The Science of Self-Winding Watches – How Do They Work?

There are some marvels of technology that are not that familiar to us. The technology works in mysterious ways, or so we used to think. However, things change as we become more familiar with how stuff works. Luckily for us, the internet allows us to learn about almost any topic without having to go through too much trouble.

The internet can also be used to learn about some relatively niche topics, like watches. There are digital watches, but those are completely different from old-school watches, the ones with gears and sprockets. Automatic or self-winding watches are particularly interesting. Here is how both types of watches work, particularly the self-winding ones.

Manual Wind Watches – What You Need to Know 

We all love a good watch, and why not wind them manually? After all, that is part of the charm of using a watch with gears. Watches have a mainspring inside, which is a type of spring that holds tension. This mainspring is connected to numerous gears and then to the balance wheel, a weighty contraption that moves back and forth at a uniform rate. What this does is transfer energy to the escapement, a device that lets the watch’s wheels turn forward for a small amount, with each swing of the balance wheel. These watches evolved in Europe, in the 17th century. Their precursors were large spring clocks, which were made in the 15th century.

These watches have to be periodically wound manually, in order to keep tension on the mainspring.

Automatic Watches – How Do They Work?

The mainspring is still a component in automatic watches, but they do not require manual winding. They work differently because there is a weighted rotor attached to the mainspring. Given that gravity works on watches, too, as we move, or as the watch moves in either the pocket or on the arm, the rotor moves in one direction or another, thus winding the mainspring. Typically, over the course of the day, we will move long enough to keep the mainspring wound for two days, making the watch able to keep time overnight.

A clutch mechanism is used to keep the mainspring from being overwound. Since the rotor can move clockwise and counter-clockwise, there are typically two ratcheted winding mechanisms which enable the rotor to wind the mainspring.

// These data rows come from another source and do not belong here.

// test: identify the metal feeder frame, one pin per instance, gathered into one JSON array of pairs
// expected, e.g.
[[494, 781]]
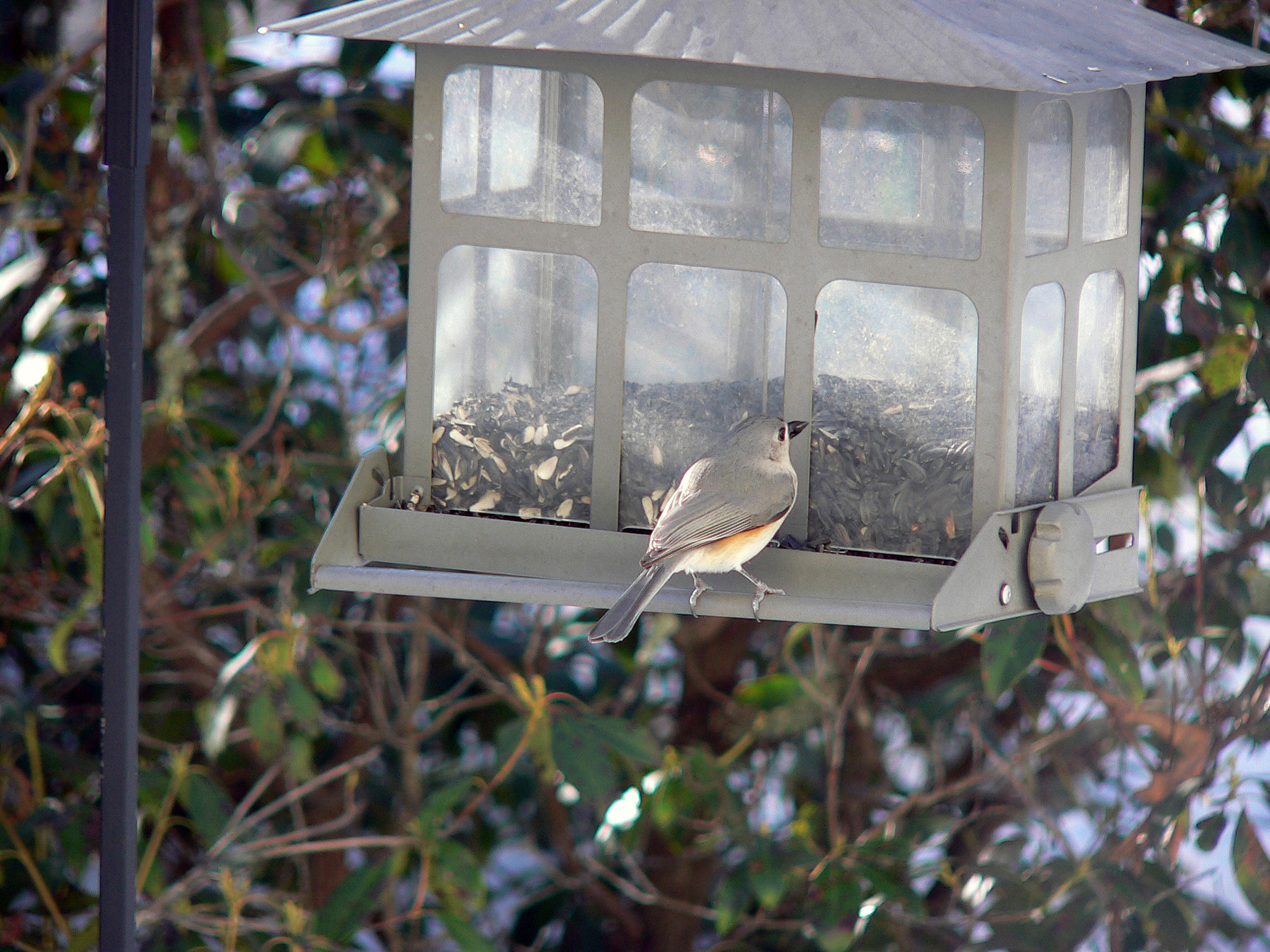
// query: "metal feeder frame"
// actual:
[[373, 545]]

Are Mechanical Watches Still Built?

Mechanical watches are still being built, but they are expensive. They need to be built by hand and are used as status symbols. Some people build them as a hobby or passion and they are often worn by enthusiasts. Mechanical watches will need work overtime, in order for the gears to be rebalanced and all of the insides checked to see if the watch is actually keeping time as it should be.

Having mechanical watches fixed costs money, but owning one is definitely a special experience.

Mechanical watches are amazing pieces of gear that even though being centuries old, still represent a beauty that is appreciated by newcomers and enthusiasts alike. Automatic or self-winding watches are even more interesting because of the way they work, using a rotor to wind the mainspring, due to Earth’s gravity.